Negli Stati Uniti sud-orientali, questa pianta di diffuse eccezionalmente bene a causa delle condizioni climatiche simili al suo ambiente nativo. Dalla sua prima introduzione in questa regione, il Kudzu ha proliferato esponenzialmente, espandendosi ben oltre gli scopi previsti. Ora essa forma una parte quintessenziale del paesaggio e del folklore dell’“American South”.

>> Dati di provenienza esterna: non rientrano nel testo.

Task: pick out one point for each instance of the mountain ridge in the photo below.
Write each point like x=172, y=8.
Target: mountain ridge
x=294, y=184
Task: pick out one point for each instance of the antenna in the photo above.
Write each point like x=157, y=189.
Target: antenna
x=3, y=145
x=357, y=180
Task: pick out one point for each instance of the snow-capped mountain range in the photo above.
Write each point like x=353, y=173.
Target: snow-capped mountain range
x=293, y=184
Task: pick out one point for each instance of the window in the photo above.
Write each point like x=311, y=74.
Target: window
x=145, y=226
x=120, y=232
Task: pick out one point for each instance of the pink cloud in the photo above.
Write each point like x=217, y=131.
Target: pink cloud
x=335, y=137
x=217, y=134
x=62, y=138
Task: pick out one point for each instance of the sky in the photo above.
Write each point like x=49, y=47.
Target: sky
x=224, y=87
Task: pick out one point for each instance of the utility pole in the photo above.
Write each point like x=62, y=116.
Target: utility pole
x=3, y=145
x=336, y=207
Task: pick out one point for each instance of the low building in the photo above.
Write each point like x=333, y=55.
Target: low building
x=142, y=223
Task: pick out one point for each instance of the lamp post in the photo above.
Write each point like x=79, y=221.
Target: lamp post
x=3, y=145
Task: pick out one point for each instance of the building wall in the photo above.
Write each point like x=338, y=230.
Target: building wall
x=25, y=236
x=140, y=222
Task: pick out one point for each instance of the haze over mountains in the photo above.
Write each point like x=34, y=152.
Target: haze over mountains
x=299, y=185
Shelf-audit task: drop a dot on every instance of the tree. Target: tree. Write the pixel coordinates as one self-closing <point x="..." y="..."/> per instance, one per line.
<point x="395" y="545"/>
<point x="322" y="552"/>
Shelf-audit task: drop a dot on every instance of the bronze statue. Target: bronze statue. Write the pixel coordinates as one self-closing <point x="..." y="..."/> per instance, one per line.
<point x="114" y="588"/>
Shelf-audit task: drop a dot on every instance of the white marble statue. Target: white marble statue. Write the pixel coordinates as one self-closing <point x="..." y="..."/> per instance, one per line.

Il Kudzu essenzialmente strozza tutte le altre vite vegetali e, al posto di sostenersi da sola, cresce in cima ad altri oggetti — piante, infrastrutture, tralicci, edifici, etc. — per raggiungere la luce. Può crescere fino a 30 centimetri al giorno se esposta a luce diretta. La pianta è anche resistente agli stress, sopravvive in climi avversi con suoli scarsamente azotati. Il solo modo di disfarsene è bruciandola.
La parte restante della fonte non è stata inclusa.